To understand why this is a reasonable definition, recall that for two elements, we have $$ a_1 \cdot a_2 = a \iff \log(a_1) + \log(a_2) = \log(a); $$ and that for any finite product we can show by induction that $$ \prod_{k=1}^{n} a_k = a \iff \sum_{k=1}^{n} \log(a_k) = \log(a). $$ Thus we can understand the properties of products by reducing them to series using the logarithm (since you are reading about abstract algebra, you might consider how the multiplicative group of positive real numbers relates to the additive group of real numbers; are they isomorphic?).

Notice that there are several interesting ways for a product to diverge: it can oscillate (as a series might), it can diverge to infinity (consider the infinite product $\prod 2$), or it can diverge to zero! For example, if $\prod \frac{1}{2} = a$, then $$ \sum_{k=1}^{\infty} \log\left( \frac{1}{2} \right) = \log(a). $$ But the sum diverges to negative infinity, hence the product does not converge.

So, suppose that $\{q_k\}$ is an enumeration of the rational numbers. Then $$ \prod_{k=1}^{\infty} q_k = q \iff \sum_{k=1}^{\infty} \log(q_k) = \log(q). $$ There is no rearrangement of the rational numbers such that the series above converges. To see this, suppose that $\{q_n\}$ is an enumeration of the rationals. There are infinitely many $n \in \mathbb{N}$ such that $|\log(q_n)| > 1$, which implies that $|\log(q_n)|$ does not converge to zero as $n\to \infty$. Hence the series $\sum \log(q_n)$ does not converge (the general term doesn't go to zero).
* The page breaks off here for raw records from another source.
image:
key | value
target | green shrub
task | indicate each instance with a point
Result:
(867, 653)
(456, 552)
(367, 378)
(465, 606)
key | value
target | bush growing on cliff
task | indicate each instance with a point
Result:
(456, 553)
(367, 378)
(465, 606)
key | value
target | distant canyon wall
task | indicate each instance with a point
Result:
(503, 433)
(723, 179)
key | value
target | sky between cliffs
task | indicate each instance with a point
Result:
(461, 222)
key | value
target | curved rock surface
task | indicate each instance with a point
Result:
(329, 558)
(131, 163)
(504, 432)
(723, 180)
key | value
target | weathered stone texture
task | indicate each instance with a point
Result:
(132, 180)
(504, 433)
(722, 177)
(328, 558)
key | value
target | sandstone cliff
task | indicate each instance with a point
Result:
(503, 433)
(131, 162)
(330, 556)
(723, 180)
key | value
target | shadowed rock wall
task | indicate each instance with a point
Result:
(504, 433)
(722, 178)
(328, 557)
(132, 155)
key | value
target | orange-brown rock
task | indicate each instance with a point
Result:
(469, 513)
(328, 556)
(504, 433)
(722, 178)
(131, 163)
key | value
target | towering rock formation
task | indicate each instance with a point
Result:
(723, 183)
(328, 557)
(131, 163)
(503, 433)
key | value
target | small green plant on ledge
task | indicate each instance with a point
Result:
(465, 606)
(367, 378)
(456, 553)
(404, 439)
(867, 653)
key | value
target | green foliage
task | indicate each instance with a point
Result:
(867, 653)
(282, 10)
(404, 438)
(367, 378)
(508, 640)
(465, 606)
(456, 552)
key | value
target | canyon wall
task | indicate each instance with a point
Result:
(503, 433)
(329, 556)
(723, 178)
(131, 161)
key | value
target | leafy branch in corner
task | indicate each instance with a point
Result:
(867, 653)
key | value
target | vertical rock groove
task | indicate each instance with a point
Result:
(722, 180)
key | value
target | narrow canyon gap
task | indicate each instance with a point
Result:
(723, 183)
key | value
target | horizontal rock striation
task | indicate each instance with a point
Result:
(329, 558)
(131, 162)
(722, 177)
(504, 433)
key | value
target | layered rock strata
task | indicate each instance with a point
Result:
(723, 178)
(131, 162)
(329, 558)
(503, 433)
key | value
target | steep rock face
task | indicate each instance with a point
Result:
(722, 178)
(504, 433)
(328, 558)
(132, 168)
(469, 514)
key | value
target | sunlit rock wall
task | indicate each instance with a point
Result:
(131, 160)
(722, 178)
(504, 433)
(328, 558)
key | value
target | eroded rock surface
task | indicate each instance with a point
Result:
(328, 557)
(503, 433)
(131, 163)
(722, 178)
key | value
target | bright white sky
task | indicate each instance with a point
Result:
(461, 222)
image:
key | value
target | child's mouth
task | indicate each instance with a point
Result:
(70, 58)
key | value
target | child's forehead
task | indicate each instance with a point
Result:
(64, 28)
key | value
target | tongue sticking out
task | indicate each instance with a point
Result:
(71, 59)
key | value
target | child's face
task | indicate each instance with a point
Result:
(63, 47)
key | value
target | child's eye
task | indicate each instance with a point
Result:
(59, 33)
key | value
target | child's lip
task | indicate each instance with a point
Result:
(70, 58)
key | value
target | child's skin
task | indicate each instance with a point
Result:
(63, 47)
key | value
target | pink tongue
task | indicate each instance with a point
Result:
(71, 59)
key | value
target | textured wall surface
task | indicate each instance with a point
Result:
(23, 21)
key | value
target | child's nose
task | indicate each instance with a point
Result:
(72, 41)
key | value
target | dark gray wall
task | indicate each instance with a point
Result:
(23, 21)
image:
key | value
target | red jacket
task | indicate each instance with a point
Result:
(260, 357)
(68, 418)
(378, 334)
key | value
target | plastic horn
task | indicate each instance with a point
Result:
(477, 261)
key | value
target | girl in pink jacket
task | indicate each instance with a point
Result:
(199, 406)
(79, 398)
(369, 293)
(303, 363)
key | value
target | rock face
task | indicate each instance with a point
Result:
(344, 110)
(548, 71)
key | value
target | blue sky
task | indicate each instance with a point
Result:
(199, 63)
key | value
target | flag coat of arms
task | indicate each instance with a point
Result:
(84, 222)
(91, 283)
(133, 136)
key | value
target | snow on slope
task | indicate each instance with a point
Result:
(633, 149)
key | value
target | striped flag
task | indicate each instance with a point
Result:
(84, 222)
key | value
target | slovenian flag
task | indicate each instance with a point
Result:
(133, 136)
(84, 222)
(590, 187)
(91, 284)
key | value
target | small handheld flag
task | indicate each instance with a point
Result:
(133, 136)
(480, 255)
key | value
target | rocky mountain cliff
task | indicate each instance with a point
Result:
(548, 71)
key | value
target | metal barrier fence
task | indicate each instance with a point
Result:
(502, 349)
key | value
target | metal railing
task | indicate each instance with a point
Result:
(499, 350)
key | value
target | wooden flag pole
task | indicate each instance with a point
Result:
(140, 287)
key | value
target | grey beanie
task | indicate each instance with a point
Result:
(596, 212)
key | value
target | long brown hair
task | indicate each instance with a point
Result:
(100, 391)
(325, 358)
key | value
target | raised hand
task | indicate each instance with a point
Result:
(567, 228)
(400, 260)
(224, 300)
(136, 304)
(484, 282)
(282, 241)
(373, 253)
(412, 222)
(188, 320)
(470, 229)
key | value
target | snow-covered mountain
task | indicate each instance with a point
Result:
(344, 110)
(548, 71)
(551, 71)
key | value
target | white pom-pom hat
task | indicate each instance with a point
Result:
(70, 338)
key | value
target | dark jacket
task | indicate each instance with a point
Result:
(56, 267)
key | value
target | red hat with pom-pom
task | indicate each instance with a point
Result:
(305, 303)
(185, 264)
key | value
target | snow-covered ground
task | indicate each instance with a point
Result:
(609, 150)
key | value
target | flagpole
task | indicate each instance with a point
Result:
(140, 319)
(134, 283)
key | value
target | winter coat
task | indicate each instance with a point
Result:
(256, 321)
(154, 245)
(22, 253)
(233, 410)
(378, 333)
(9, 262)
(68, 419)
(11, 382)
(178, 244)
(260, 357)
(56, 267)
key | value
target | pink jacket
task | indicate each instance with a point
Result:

As per Asaf Karagila's comments (below), a set is even if it can be split into two sets of the same "size", or if it can be split into pairs (this characterization requires the Axiom of Choice, but this is a technical point that is beyond the current scope). If a set cannot be split into pairs, then it is odd. Since any infinite set can be split into pairs (again, this requires choice), every infinite set—including the rationals—is even.

As such, this argument basically asserts that the concept of "parity" is more or less meaningless for infinite sets.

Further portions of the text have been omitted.